= Fuse (hydraulic) =

Mechanical blockage used to prevent loss of working fluid in an emergency

In hydraulic systems, a fuse (or velocity fuse) is a component which prevents the sudden loss of hydraulic fluid pressure. It is a safety feature, designed to allow systems to continue operating, or at least to not fail catastrophically, in the event of a system breach. It does this by stopping or greatly restricting the flow of hydraulic fluid through the fuse if the flow exceeds a threshold.

The term "fuse" is used here in analogy with electrical fuses which perform a similar function.

Hydraulic systems rely on high pressures (usually over 7000 kPa) to work properly. If a hydraulic system loses fluid pressure, such as due to a burst hydraulic hose, it will become inoperative and components such as actuators may collapse. This is an undesirable condition in life-critical systems such as aircraft or heavy machinery, such as forklifts. Hydraulic fuses help guard against catastrophic failure of a hydraulic system by automatically isolating the defective branch.

When a hydraulic system is damaged, there is generally a rapid flow of hydraulic fluid towards the breach. Most hydraulic fuses detect this flow and seal themselves (or restrict flow) if the flow exceeds a predetermined limit. There are many different fuse designs but most involve a passive spring-controlled mechanism which closes when the pressure differential across the fuse becomes excessive.

Many gas station pumps are equipped with a velocity fuse to limit gasoline flow. The fuse can be heard to engage with a "click" on some pumps if the nozzle trigger is depressed fully. A slight reduction in fuel flow can be observed. The fuse resets instantly upon releasing the trigger.

==Types==
There are two types of hydraulic fuses. The first one acts like a pressure relief valve, venting in case of a pressure surge. The second is like a check valve. The only difference is a check valve is in place to prevent upstream fluid from coming back and venting out. A fuse is in place before the venting area and stops fluid from venting forward of it.

Hydraulic fuses are not a perfect solution to fluid loss. They are ineffective against slow, seeping loss of hydraulic fluid, and they may be unable to prevent fluid loss in the event of a catastrophic system failure involving multiple breaches to hydraulic lines. Also, when a fuse activates it is likely that the system will no longer function as designed, as hydraulically actuated devices may be present in the section isolated by the fuse.
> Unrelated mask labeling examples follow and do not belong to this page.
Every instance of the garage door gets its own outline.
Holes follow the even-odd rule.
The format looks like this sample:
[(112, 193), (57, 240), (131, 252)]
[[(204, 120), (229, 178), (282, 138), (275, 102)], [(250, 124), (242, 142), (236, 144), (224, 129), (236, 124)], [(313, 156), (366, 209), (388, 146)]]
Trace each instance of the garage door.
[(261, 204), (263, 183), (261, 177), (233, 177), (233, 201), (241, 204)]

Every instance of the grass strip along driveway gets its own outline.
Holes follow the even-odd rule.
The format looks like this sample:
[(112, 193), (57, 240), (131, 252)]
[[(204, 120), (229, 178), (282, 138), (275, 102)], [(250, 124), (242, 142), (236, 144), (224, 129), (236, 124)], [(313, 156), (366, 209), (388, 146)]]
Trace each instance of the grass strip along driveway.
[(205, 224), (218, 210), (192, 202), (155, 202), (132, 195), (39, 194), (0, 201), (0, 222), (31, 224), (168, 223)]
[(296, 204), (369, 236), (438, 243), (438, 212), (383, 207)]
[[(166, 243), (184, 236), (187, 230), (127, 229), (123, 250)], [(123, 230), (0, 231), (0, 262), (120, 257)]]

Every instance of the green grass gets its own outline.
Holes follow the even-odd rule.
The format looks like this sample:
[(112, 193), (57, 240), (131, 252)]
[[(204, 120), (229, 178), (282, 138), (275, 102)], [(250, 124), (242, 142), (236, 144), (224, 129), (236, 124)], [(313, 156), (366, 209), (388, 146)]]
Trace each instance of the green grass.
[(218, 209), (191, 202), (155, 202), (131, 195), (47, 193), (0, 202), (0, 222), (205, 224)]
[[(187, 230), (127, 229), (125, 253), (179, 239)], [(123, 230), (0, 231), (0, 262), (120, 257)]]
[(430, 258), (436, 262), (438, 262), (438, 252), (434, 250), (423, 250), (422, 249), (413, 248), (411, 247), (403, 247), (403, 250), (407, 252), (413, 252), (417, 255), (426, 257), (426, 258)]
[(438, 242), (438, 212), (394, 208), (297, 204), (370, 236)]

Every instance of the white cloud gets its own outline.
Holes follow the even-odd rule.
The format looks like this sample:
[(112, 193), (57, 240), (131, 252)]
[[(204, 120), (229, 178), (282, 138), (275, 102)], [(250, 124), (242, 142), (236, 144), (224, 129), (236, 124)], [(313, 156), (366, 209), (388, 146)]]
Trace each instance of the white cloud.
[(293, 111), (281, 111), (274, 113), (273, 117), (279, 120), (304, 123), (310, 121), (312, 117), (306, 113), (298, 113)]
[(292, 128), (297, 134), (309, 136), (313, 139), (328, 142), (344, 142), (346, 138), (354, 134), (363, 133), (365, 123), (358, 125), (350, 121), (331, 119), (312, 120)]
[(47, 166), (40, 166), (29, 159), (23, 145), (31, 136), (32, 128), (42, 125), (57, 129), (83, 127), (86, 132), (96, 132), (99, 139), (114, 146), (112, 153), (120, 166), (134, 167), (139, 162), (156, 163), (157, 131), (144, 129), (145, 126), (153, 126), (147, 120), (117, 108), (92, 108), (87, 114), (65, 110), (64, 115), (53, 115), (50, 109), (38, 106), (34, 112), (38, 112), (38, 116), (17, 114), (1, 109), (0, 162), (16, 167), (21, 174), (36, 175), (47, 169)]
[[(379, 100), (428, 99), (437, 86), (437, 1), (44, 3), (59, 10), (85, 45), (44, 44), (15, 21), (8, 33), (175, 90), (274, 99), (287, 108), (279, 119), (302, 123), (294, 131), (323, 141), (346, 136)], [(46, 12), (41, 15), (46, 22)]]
Depending on the system, hydraulic fuses may reset automatically after a delay, or may require manual re-opening. Forklift main hoist cylinders are usually equipped with a fuse built into the hose adapter at the base of the cylinder that resets immediately upon stopping the flow.

==In dam spillways==
In the design of a spillway for a dam, a fuse plug is a water retaining structure designed to wash out in a controlled fashion if the main dam is in danger of overtopping due to flood, and if the normal spillway channel is insufficient to control the overtopping.